Lors de son examen du cadre juridique et institutionnel de la protection et de la promotion des droits de l'homme, le Commissaire s’est intéressé à l’efficacité du système allemand de contrôle des services de renseignement et de sécurité, thème qui est devenu d’une brûlante actualité en Allemagne et en Europe à la suite des révélations récentes concernant à la fois des violations des droits de l'homme et un mépris général du principe de la prééminence du droit. De l’avis du Commissaire, il faut donner plus de poids à la commission de contrôle parlementaire en renforçant considérablement ses services d’appui et leurs compétences techniques. Reste aussi ouverte la question de la surveillance exercée par les services de renseignement allemands en dehors de l’Allemagne, à l’égard de personnes qui ne sont pas des ressortissants allemands. Selon le Commissaire, « l’article 8 de la Convention européenne des droits de l'homme, qui garantit le droit au respect de la vie privée, s’applique à toutes les activités des Etats parties à la Convention, et notamment à toutes celles qui concernent la sécurité nationale et le renseignement ».

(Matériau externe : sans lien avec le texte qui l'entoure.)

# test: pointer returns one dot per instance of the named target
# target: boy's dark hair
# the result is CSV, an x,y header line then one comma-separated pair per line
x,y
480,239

Enfin, le Commissaire Muižnieks a constaté avec préoccupation qu’en Allemagne, plusieurs institutions de protection et de promotion des droits de l'homme ne disposent ni des moyens ni des pouvoirs nécessaires et/ou ne sont pas assez indépendantes. Il est encourageant de noter que l’Institut allemand des droits de l'homme aura bientôt un fondement juridique, mais cette institution, l’Agence fédérale de lutte contre la discrimination et l’Agence nationale de prévention de la torture ont besoin d’être considérablement renforcées pour pouvoir remplir efficacement leur mandat.
Le Commissaire publiera prochainement un rapport sur sa visite en Allemagne.